• タロスの青銅巨人

    ギリシア神話
    みんな、ピカピカ光る大きなロボット、好きかな? 今日はね、そんなロボットみたいだけど、もっとずーっと昔にいた、青銅の巨人タロスのお話だよ。

    むかしむかし、ギリシャのクレタ島という美しい島がありました。この島を守るために、火と鍛冶の神様ヘパイストスが、特別な巨人を造りました。その名もタロス!

    タロスは全身ピカピカの青銅でできていて、太陽の光を浴びるとキラキラ輝きます。毎日、島の周りを三回もパトロールして、悪いやつらが近づかないか見張っていました。もし船が見えたら、「どーん!」と大きな岩を投げて追い払うんです。それでも近づく悪いやつには、自分の体をかーっと熱くして、ぎゅーっと抱きしめてやっつけました。熱々ハグはちょっと怖いね!

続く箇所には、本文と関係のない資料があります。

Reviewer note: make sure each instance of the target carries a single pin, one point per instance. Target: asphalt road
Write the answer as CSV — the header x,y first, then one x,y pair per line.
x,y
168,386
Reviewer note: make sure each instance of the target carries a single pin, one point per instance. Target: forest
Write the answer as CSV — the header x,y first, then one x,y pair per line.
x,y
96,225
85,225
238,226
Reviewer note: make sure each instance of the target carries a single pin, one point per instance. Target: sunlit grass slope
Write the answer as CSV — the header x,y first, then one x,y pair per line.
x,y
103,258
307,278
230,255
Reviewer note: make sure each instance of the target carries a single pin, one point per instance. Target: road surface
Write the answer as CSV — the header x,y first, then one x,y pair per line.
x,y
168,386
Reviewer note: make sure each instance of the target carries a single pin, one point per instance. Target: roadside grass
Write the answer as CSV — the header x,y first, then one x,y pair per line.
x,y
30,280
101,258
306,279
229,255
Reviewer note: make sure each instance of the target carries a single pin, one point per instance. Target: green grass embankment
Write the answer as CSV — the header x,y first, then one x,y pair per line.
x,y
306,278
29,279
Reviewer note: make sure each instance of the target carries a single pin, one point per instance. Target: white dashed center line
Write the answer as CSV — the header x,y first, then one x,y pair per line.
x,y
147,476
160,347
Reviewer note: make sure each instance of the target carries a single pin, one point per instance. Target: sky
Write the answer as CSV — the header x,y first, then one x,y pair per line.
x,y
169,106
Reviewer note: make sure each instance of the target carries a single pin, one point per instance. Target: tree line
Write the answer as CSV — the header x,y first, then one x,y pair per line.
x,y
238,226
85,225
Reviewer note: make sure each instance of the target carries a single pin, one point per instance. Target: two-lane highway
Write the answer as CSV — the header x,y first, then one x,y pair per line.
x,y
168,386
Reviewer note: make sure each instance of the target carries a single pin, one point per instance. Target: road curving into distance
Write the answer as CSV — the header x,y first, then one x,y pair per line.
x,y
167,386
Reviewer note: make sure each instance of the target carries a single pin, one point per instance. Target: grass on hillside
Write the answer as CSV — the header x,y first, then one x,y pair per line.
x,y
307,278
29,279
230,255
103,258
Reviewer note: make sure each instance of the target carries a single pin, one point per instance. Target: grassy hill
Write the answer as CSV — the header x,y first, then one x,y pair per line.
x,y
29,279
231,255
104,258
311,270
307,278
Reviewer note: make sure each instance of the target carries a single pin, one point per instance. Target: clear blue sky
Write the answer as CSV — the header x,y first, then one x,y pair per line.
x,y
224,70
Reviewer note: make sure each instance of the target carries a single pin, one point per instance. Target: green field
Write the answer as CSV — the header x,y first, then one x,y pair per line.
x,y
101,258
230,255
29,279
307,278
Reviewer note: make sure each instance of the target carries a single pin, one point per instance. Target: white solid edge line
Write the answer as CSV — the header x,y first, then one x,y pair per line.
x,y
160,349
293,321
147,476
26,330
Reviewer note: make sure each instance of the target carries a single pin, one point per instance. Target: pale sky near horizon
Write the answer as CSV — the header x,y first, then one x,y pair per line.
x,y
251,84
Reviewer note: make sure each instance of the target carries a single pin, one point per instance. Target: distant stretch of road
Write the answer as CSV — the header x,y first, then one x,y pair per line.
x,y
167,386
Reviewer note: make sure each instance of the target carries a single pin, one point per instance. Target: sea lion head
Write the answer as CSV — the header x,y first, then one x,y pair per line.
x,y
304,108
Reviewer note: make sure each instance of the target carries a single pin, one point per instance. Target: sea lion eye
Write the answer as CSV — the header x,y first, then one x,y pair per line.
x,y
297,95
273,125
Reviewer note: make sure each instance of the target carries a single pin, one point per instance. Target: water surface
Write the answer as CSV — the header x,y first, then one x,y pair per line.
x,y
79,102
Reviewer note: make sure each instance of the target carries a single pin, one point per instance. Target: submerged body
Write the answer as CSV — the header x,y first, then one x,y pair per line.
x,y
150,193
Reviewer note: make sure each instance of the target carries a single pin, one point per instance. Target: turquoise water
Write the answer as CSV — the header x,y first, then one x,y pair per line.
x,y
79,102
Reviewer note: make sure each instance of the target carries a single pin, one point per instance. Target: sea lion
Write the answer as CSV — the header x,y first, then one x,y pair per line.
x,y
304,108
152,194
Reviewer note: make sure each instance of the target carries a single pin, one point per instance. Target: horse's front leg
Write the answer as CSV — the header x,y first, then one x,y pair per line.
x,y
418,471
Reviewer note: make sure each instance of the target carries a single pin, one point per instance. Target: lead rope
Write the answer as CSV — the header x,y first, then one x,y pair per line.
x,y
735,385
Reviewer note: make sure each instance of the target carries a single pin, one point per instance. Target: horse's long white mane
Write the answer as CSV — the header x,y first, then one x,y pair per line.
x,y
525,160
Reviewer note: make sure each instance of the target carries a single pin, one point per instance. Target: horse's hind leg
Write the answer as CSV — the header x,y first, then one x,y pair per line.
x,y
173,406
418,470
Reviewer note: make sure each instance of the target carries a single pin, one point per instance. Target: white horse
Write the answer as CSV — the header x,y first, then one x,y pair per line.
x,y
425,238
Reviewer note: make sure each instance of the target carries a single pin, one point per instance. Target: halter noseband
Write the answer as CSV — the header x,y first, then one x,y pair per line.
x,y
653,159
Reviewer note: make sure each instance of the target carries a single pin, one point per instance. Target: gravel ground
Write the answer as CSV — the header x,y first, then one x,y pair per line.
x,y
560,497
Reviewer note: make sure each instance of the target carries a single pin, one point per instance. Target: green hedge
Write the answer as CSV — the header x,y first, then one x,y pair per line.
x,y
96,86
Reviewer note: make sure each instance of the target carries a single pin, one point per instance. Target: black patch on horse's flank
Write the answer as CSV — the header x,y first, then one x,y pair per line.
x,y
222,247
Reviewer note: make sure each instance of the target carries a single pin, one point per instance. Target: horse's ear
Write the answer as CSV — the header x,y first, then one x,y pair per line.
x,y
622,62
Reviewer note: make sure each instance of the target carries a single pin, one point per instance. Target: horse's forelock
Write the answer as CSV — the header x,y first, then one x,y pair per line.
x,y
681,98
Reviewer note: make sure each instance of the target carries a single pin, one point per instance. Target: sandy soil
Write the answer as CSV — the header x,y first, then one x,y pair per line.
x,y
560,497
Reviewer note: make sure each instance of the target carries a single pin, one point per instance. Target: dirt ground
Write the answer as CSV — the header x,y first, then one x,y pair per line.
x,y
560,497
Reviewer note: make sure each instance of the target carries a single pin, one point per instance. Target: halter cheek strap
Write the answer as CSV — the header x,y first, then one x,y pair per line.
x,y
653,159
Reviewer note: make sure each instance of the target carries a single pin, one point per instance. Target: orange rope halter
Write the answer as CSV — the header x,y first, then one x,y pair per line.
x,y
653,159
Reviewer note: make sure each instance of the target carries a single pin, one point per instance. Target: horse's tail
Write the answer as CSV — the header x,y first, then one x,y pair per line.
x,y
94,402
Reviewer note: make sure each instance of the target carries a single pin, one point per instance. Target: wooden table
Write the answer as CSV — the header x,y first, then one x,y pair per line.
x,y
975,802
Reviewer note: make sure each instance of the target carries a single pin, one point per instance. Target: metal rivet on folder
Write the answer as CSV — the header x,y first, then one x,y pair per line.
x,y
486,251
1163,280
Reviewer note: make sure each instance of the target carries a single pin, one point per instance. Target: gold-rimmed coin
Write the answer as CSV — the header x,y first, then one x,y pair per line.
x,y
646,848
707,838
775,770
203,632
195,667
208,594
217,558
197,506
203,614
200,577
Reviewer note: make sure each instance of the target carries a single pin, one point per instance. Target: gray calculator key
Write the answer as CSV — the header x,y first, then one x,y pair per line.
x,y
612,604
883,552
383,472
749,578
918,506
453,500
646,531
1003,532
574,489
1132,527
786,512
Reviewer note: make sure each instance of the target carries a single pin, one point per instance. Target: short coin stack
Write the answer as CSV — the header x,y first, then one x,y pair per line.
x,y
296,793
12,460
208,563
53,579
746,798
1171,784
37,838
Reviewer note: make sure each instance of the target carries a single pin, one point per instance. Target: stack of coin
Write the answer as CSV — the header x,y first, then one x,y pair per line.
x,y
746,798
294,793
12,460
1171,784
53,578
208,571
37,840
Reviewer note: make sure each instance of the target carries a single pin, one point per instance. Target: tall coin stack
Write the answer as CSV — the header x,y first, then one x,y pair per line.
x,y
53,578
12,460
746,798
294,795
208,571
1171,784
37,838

    でもね、タロスにはたった一つだけ弱点がありました。それは、かかとにある一本の釘。この釘が、タロスの体の中を流れる特別な、神様の血が外に出ないようにしていたのです。もしこの釘が抜けちゃったら、大変なことになっちゃうんです。

    ある日、アルゴ号という船に乗った英雄イアソンと、その仲間たちがクレタ島にやってきました。タロスはいつものように岩を投げて追い払おうとしましたが、船には魔法使いのメディアが乗っていました。

    メディアは賢い魔法使い。タロスに優しく話しかけました。「タロスさん、そのかかとの釘を抜いたら、もっと強くなれるし、不死身になれるんですよ」なんて、うまいことを言ったんです。タロスはそれを信じてしまって、自分で釘を抜いてしまいました。(または、メディアが魔法で眠らせて抜いた、というお話もあるよ)。

    すると、さあ大変!特別な血がどんどん流れ出して、タロスは力が入らなくなり、大きな音を立てて倒れてしまいました。

    こうして、クレタ島を守っていた青銅の巨人タロスのお話はおしまいです。どんなに強くても、たった一つの弱点があったり、うまい話にだまされちゃったりすることもあるんだね。みんなも、知らない人の甘い言葉には気をつけてね。